Tra chi ha deluso, anche perché a conti fatti non è stato né determinante né decisivo, c'è anche Andrea Pirlo il metronomo del centrocampo e della squadra che si giocava la sua ultima chance azzurra. Benino contro l'Inghilterra, male con la Costa Rica, appena sufficiente con l'Uruguay. Purtroppo per lui nessun acuto se non la ‘maledetta' al 90′ contro gli inglesi. Poco, troppo poco, per una Nazionale che per la seconda volta consecutiva esce mestamente da un Mondiale ai gironi. Quando c'era da alzare i ritmi con verticalizzazioni e passaggi di prima c'è stato ma non con la continuità che tutti si aspettavano. Tanto che ha sofferto, almeno al debutto, la vicinanza con Marco Verratti il suo alter ego sulla mediana invece di acquisire maggior ‘peso' a centrocampo. I compagni lo cercano, ma forse per l'afa forse per una stagione estenuante lui spesso non si fa trovare.

Lampi di genio nel vuoto

E dire che il piede e il genio c'è.
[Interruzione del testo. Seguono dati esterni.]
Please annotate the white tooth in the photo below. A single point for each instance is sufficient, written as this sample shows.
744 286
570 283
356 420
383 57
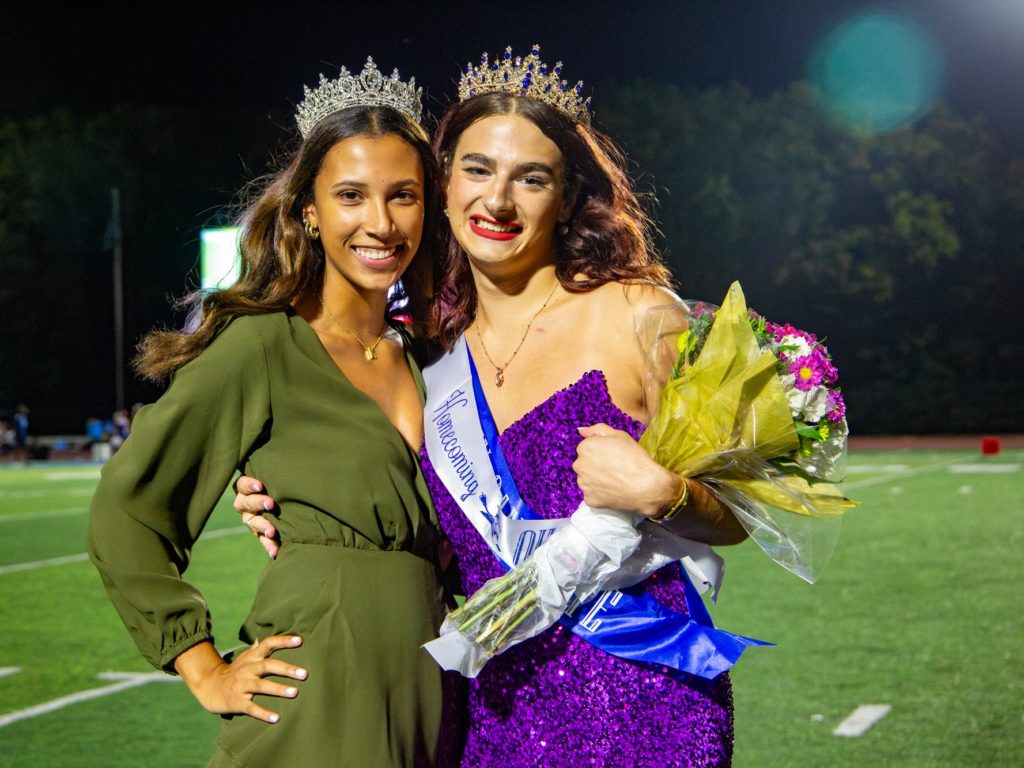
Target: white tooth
376 254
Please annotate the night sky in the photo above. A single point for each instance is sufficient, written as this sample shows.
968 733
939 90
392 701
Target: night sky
248 68
214 57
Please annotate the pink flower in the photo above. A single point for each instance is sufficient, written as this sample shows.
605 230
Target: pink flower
837 407
808 372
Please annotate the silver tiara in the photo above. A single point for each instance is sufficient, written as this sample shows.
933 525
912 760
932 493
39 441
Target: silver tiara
369 88
525 77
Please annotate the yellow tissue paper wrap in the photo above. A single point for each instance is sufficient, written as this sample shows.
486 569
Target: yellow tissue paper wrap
725 419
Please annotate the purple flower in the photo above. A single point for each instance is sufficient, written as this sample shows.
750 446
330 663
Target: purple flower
837 407
808 372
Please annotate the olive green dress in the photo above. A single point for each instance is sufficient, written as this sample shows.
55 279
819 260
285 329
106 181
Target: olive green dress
356 573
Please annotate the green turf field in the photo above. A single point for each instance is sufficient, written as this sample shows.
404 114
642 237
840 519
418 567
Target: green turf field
919 610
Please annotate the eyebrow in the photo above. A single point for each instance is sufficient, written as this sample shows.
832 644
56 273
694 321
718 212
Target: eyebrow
473 157
364 184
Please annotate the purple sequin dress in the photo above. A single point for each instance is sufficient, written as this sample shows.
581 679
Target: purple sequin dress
557 700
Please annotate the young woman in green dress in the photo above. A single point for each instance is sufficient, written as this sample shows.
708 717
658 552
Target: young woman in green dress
299 374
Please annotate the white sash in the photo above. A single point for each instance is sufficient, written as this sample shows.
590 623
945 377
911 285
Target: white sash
459 455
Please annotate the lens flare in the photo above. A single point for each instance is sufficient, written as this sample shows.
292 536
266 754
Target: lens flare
878 72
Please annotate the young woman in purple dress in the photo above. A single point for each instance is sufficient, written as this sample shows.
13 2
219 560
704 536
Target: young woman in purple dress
548 268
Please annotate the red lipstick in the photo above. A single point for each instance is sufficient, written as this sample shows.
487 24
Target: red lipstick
509 229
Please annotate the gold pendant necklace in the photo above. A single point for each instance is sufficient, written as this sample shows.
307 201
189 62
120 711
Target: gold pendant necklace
370 352
500 370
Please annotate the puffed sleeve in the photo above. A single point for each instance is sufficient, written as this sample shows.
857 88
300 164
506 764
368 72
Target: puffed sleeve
159 489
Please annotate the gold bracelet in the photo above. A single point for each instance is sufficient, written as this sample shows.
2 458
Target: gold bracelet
675 509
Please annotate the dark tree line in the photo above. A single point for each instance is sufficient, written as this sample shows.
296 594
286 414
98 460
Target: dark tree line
902 249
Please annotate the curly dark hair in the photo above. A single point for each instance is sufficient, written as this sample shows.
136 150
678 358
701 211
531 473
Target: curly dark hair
280 264
610 237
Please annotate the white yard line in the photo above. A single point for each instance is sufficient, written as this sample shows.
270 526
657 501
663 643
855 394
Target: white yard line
18 566
124 682
903 475
857 722
888 469
82 474
984 469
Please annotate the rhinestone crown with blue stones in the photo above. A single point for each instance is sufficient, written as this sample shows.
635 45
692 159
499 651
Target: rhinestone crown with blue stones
525 77
369 88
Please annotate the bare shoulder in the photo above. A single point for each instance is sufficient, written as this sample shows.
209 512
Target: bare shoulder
643 296
623 303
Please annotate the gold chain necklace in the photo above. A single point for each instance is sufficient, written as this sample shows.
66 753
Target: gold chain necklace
500 370
370 352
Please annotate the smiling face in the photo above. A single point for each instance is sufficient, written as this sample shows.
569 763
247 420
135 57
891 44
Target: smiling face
506 192
369 206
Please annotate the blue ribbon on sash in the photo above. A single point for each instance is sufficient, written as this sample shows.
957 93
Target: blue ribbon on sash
628 624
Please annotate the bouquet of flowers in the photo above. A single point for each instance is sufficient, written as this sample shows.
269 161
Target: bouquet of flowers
752 409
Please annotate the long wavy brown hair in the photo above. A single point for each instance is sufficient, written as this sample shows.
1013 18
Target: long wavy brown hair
610 235
281 265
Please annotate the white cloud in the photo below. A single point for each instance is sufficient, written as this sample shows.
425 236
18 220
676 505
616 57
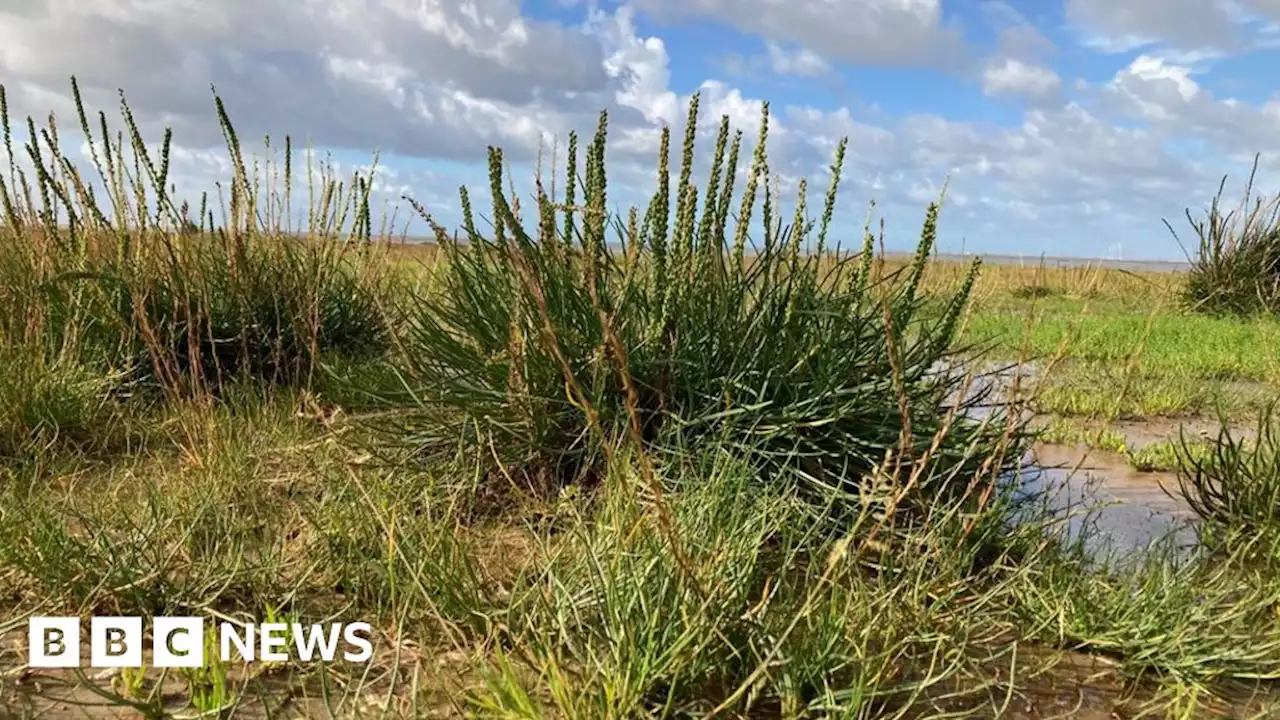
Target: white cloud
1016 77
1183 24
801 62
901 32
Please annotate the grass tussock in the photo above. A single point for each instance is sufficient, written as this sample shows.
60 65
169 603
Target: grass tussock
119 276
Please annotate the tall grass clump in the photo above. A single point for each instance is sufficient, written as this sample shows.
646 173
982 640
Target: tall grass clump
1237 265
542 343
181 299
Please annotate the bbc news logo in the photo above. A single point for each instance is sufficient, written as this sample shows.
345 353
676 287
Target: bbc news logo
181 642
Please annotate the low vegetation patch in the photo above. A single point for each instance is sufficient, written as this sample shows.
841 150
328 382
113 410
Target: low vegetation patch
581 465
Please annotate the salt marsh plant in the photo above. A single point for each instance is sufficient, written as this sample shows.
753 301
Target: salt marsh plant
1237 264
1234 487
542 343
128 278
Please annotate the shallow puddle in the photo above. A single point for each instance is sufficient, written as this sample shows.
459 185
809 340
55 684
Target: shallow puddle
1124 510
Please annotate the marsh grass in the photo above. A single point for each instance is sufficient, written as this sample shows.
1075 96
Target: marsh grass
544 345
721 397
118 274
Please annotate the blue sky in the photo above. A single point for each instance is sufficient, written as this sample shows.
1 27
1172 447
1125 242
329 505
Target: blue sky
1063 127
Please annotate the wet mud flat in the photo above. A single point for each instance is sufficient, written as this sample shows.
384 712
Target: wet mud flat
1119 511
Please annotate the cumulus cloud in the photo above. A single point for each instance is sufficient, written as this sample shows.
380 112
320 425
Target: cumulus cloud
900 32
419 77
1188 24
1010 76
800 62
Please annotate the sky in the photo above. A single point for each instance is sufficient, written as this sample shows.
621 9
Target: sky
1059 127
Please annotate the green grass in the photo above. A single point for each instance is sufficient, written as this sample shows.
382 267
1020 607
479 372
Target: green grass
667 481
1153 361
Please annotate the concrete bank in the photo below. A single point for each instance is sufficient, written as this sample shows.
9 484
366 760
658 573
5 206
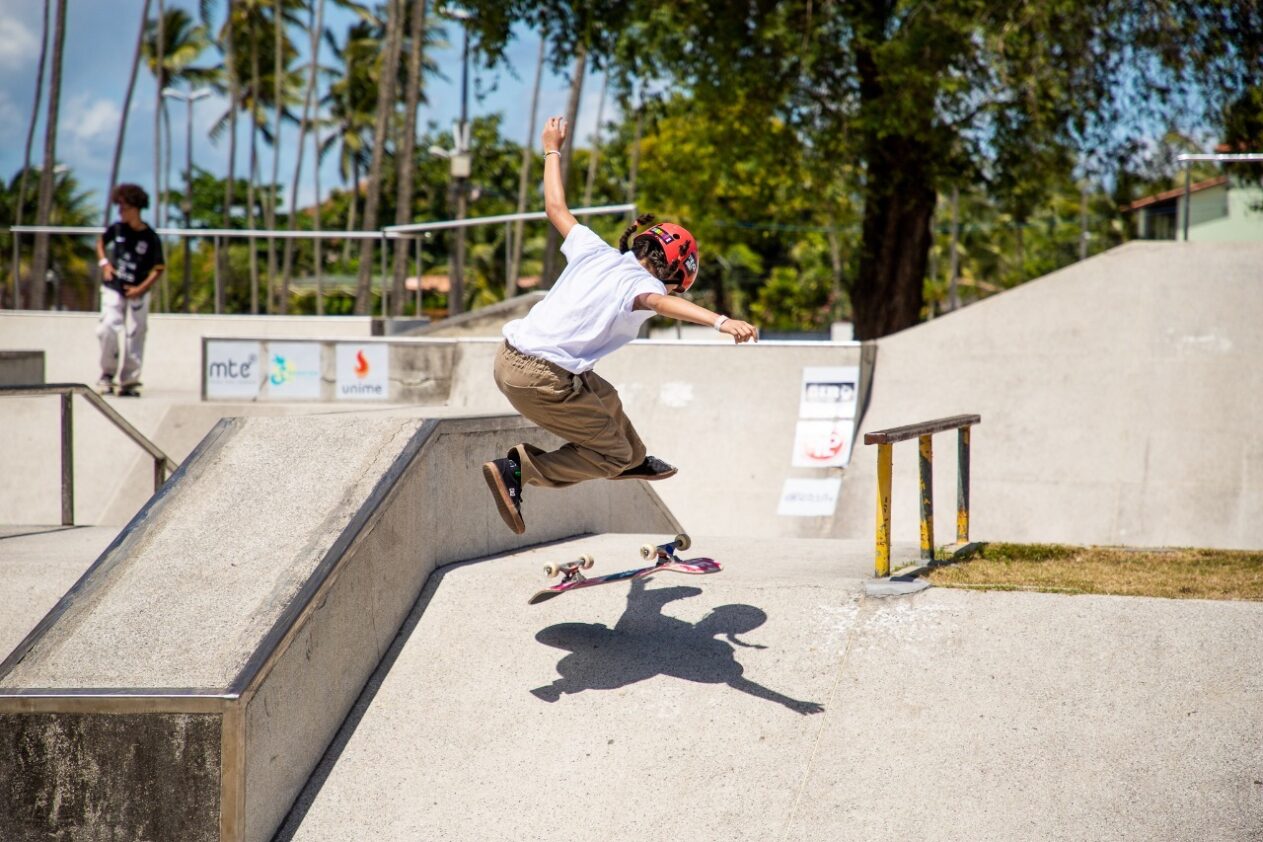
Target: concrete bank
773 701
217 644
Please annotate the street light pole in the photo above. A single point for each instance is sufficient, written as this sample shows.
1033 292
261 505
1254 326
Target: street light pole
186 205
461 174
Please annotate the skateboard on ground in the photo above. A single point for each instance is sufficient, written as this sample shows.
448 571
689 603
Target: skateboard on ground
663 557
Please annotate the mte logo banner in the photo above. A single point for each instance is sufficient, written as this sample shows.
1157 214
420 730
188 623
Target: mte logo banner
234 369
363 371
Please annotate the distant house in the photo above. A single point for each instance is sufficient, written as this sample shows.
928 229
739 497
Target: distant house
1223 210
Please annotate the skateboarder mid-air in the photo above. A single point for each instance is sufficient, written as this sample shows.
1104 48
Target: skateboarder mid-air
596 306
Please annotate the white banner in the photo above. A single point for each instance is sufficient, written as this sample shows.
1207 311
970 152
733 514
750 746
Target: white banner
293 370
810 498
234 369
822 443
363 371
829 391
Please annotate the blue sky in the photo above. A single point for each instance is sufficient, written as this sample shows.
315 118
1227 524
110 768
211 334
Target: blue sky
100 39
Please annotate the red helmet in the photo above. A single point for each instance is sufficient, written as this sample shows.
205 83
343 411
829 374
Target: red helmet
681 250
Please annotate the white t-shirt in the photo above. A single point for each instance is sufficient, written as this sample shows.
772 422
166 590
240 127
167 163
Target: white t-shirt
587 313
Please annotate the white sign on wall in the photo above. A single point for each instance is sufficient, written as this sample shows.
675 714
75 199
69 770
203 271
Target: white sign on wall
234 369
810 498
293 370
829 391
363 371
822 443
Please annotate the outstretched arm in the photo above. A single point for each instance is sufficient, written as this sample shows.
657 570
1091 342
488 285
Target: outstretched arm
555 191
686 311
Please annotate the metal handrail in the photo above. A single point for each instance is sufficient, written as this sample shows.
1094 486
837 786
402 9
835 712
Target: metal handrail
922 431
163 463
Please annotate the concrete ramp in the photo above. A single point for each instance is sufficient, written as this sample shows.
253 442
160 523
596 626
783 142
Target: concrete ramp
187 684
1122 400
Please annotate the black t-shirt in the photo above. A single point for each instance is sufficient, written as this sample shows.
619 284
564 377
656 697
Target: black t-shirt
133 253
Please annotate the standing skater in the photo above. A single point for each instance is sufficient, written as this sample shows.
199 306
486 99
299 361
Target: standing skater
125 282
596 306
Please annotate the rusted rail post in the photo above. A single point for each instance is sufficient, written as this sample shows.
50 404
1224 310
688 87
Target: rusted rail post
923 432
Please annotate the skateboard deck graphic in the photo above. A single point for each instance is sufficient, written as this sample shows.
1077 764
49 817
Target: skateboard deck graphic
666 561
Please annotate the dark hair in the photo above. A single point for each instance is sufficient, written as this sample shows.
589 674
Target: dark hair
131 196
649 249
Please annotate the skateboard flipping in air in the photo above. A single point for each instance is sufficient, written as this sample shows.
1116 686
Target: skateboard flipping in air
663 556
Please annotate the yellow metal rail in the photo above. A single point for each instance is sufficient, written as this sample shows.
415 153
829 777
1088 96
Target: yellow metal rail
923 432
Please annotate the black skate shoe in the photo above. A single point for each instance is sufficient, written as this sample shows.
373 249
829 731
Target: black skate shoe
504 479
652 468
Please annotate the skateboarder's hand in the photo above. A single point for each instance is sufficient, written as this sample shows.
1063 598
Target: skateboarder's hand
739 331
553 134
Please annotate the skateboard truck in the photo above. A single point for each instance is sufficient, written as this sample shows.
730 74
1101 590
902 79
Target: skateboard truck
571 568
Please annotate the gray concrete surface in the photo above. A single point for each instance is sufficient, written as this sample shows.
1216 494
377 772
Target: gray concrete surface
37 566
1120 399
773 701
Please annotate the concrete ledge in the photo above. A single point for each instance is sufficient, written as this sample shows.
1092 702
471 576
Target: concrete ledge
257 591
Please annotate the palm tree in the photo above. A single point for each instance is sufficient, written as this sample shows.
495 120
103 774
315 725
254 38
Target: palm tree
351 101
387 73
528 154
126 109
408 145
39 261
25 160
173 42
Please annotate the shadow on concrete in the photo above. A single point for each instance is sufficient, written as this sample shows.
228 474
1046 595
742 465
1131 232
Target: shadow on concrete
646 643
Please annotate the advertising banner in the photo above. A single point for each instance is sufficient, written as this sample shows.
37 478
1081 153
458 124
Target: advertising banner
293 370
822 443
363 371
829 391
808 498
234 369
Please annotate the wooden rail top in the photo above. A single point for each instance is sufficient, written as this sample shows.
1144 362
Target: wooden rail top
923 428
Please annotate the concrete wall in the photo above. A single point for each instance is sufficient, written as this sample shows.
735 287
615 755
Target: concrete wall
263 583
173 349
1122 400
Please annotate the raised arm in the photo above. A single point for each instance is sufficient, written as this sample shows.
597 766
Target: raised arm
555 191
686 311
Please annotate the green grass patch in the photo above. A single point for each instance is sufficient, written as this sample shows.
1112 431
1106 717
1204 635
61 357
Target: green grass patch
1055 568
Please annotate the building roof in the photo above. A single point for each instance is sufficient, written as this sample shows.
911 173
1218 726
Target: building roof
1176 193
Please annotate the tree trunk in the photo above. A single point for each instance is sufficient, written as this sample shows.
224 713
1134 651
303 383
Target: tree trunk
385 109
44 208
25 162
898 206
596 144
278 68
552 246
316 27
254 179
123 119
528 154
407 149
229 187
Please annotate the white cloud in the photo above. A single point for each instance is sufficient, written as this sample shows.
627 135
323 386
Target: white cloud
18 44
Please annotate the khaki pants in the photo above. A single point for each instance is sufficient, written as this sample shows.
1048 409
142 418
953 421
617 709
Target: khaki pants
584 409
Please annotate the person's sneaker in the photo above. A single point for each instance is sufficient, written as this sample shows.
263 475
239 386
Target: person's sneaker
504 479
652 468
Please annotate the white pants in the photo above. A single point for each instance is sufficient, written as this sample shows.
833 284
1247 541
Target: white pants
119 312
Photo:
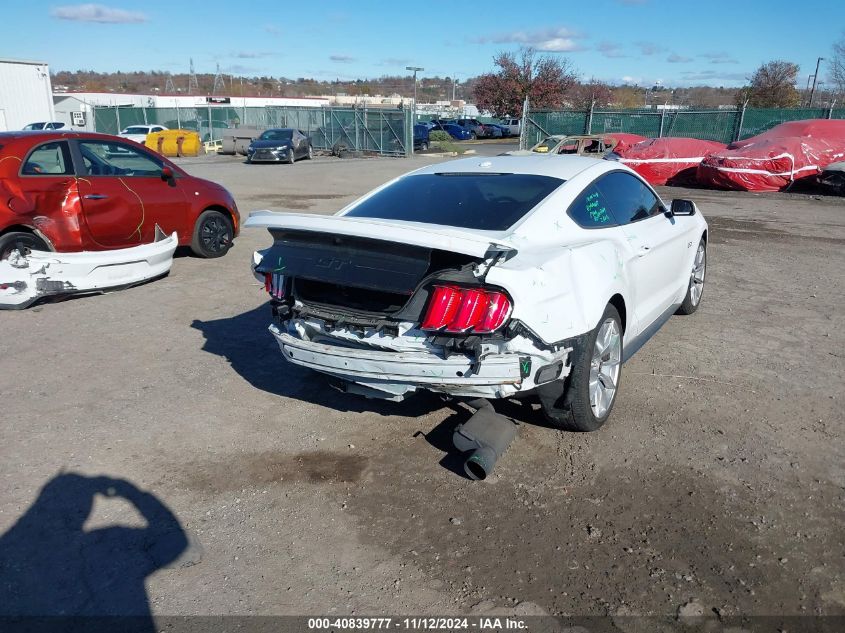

Perché anche nella sfida decisiva contro l'Uruguay partono dalla sua inventiva le uniche occasioni azzurre in avanti e da lui dipende anche il destino di un'Italia priva di altro fosforo e classe. Perché il tradimento è totale: Balotelli non incide mai, in difesa si balla che è un piacere, Prandelli ci mette tre gare per trovare un assetto decente. Tutti si aspettano la lezione del Professore, al suo ultimo saggio azzurro ma non c'è. Il palco è vuoto, Pirlo saluta la sua avventura azzurra come peggio potrebbe, con un viaggio anonimo e nulla in più da far ricordare anche per colpa di un gruppo che non gli permette di poter sfruttare il pezzo della casa: quelle punizioni alla Juninho che tanto lo han fatto conoscere al grande pubblico. Non in Brasile, certamente.

Addio amaro dopo 12 anni

Dopo 12 anni si concluse così in modo inglorioso una carriera azzurra di un campione che ha vissuto gli alti e i bassi di una Nazionale con cui ha avuto anche l'onore di salire sul tetto del Mondo. Esordiente con Trappattoni nel 2002m si gioca gli Europei 2004 da comprimario prima di essere messo da Marcello Lippi quale assoluto protagonista inamovibile a centrocampo. Pirlo cresce, ripaga ala fiducia e grazie alla sua presenza, il gioco azzurro cresce. Fino all'epopea di Berlino 2006 che dura però l'arco di un mese. Dopo è subito parabola discendente, se non per lui, per moltissimi degli eroi in Germania. L'Italia sparisce nell'era Donadoni e si illude nel Lippi Bis in Sud Africa. Per poi crollare in Brasile dopo un Europeo 2012 giocato fino alla finale.